9:57 pm on Nov 4, 2004 (gmt 0)

Hmm. Maybe short file names will replace keyword-stuffed file names....

Uh-Oh, I use the file-name to give information to the php scripting. This could be a huge dent if it is true, guess I better go analyse my logs early this week ....

Rick_M

1:19 am on Nov 5, 2004 (gmt 0)

Someone mentioned last month in the Googlebot thread that the new bot spidered the site from shortest URL to longest (or vice-versa, I don't remember which) all in 1 session.

rfgdxm1

1:23 am on Nov 5, 2004 (gmt 0)

>Uh-Oh, I use the file-name to give information to the php scripting. This could be a huge dent if it is true, guess I better go analyse my logs early this week ....

So long as Googlebot still crawls all URLs, which it does first is likely not important.

Rick_M

1:58 am on Nov 5, 2004 (gmt 0)

The interesting thing (to me at least) about this is that it means that Google compiled a list of all pages from a certain site, sorted them, and then spidered an entire site at once. I'm not sure what the signficance of it all is though, aside from Google testing out new techniques for spidering sites and compiling the data. I did notice this sort of spidering last month from the new bots, but this month it seems a little heavier than last - and there appear to be more IP adddresses being used for the new bots (more of them?).
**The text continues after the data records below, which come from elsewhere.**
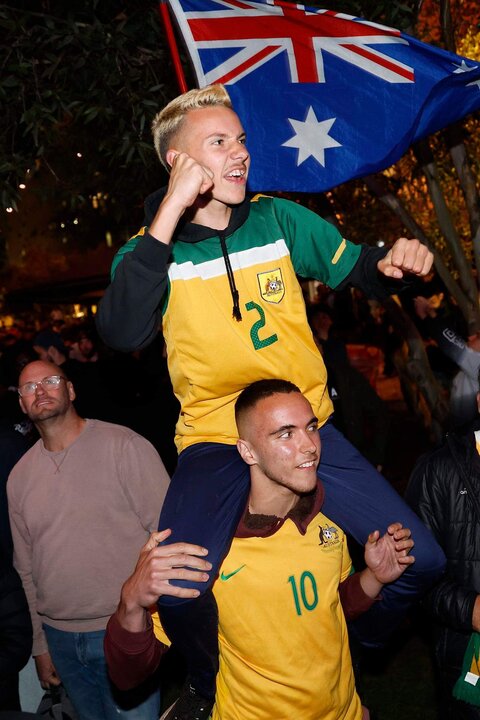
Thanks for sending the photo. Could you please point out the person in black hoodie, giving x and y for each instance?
(218, 272)
(444, 490)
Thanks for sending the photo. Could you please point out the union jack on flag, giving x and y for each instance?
(324, 97)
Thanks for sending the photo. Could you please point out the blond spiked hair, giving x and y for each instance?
(168, 121)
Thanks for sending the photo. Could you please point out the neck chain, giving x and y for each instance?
(58, 465)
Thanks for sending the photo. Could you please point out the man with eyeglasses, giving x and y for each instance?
(82, 502)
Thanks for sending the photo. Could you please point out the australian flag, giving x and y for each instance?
(324, 97)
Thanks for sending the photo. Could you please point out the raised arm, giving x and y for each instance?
(129, 314)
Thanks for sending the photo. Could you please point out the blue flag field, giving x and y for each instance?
(324, 97)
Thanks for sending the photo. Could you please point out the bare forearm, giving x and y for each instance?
(369, 583)
(132, 617)
(476, 615)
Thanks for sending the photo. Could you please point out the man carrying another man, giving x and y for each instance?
(283, 638)
(218, 272)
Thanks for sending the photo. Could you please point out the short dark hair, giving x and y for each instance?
(260, 390)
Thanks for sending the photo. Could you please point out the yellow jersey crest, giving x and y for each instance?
(272, 288)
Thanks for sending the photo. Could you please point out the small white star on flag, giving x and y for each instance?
(463, 67)
(311, 137)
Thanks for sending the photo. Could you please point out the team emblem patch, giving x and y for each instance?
(271, 285)
(328, 535)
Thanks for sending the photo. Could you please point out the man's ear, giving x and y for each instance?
(170, 156)
(71, 391)
(246, 452)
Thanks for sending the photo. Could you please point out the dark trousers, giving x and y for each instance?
(206, 499)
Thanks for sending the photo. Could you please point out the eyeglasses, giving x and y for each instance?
(51, 382)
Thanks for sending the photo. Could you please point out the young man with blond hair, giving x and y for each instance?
(218, 272)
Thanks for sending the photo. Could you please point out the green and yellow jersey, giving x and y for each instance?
(283, 639)
(211, 355)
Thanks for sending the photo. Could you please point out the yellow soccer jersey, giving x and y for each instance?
(284, 649)
(211, 355)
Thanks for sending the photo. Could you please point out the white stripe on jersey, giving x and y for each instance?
(216, 268)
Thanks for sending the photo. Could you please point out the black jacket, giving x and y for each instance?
(445, 491)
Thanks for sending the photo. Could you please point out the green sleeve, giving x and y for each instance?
(316, 247)
(128, 247)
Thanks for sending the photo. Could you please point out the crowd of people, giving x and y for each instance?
(205, 319)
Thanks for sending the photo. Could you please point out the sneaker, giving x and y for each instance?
(189, 706)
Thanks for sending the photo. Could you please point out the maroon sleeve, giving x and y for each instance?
(131, 657)
(354, 600)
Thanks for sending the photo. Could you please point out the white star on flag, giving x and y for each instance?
(311, 137)
(463, 67)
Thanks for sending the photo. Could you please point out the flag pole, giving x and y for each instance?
(172, 44)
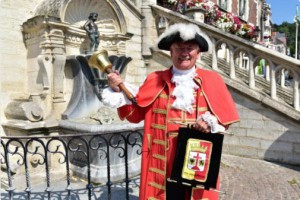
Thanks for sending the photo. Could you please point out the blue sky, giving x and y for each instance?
(283, 10)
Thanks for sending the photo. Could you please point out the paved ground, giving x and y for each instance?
(244, 178)
(241, 179)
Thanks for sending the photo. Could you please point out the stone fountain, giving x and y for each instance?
(64, 93)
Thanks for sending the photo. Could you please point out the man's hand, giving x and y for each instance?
(202, 126)
(114, 80)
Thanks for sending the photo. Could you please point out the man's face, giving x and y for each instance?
(184, 54)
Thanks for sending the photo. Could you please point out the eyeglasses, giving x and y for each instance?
(185, 49)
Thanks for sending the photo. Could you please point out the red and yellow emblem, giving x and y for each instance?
(197, 160)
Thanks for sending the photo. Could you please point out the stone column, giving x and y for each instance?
(231, 62)
(251, 72)
(44, 39)
(148, 28)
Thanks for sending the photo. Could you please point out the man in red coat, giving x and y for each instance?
(182, 94)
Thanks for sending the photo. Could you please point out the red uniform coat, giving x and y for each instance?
(154, 102)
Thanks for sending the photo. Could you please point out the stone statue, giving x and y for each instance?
(92, 29)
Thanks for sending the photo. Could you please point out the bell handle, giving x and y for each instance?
(122, 87)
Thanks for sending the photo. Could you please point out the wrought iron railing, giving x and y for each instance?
(35, 167)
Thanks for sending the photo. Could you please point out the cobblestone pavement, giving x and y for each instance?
(241, 179)
(251, 179)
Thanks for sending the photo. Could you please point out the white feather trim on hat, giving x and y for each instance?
(187, 32)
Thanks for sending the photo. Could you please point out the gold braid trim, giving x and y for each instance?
(160, 157)
(202, 109)
(158, 126)
(160, 142)
(164, 96)
(152, 198)
(160, 111)
(158, 171)
(156, 185)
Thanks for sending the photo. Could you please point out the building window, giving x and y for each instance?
(223, 4)
(242, 7)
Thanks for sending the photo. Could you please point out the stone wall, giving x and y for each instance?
(263, 133)
(13, 54)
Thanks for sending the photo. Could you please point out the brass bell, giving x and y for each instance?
(100, 61)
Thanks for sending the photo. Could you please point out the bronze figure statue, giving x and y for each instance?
(92, 29)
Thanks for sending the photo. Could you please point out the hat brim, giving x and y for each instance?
(166, 42)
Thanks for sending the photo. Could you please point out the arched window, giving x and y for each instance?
(223, 4)
(242, 7)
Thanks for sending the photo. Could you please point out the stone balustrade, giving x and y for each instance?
(280, 82)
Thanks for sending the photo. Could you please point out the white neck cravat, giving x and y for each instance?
(184, 88)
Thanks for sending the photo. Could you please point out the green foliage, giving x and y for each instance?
(290, 30)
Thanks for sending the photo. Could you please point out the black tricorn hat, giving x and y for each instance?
(183, 33)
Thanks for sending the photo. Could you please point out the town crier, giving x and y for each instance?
(168, 99)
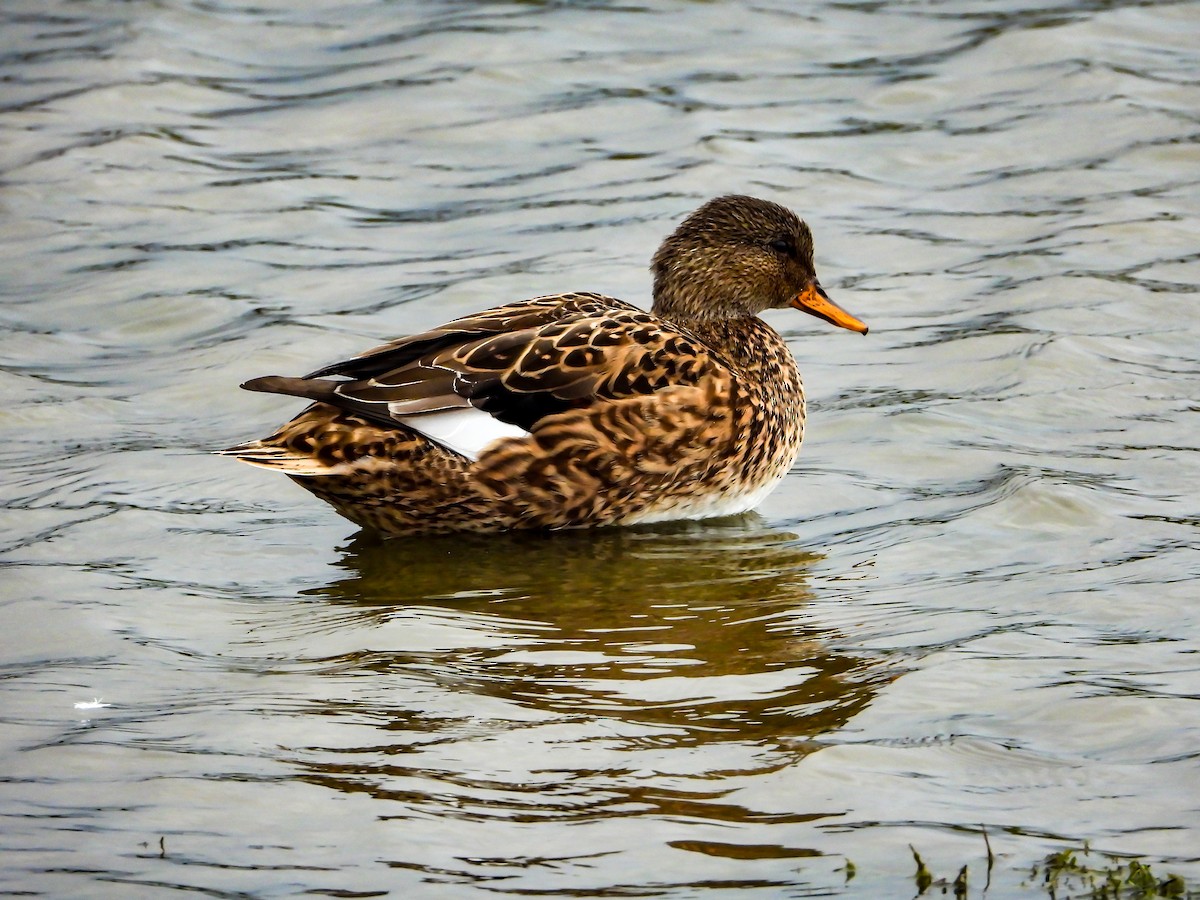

Just my observation, from a small number of sites.

robho

9:34 pm on Nov 5, 2004 (gmt 0)

For one of my sites, where the new Googlebot grabbed over 50,000 pages on Nov 1st, I did see it grabbing pages in URL-length order, but not just from shortest to longest.

It started the day with 11-character page names, worked it way up to 17-characters, and mixed together 17 and 18 characters for a while. Next, came page names of 20 characters or more, not in length order (i.e. all lengths over 19 characters were jumbled up).

Then, after pausing for a fresh robots.txt, it started with 6-11 character urls, mixed up, with a few longer ones thrown in (picking up ones it missed earlier?), then again slowly increased the lengths, all 12 character, all 13 etc.

The actual sequence within url length was mostly a batch of pages in one directory in alpha order, then a page or more from elsewhere, then a batch from the previous directory in a fresh alpha sequence (not continuing from before), etc.

For the urls with over 20 characters, the sequence was alpha regardless of length, so it looks like there's a 19 or 20 character index being used somewhere (or a longer index that includes the http: //domain bit).

I don't think short urls would help in any way, it got to the longer ones as well as the short ones. And quickly!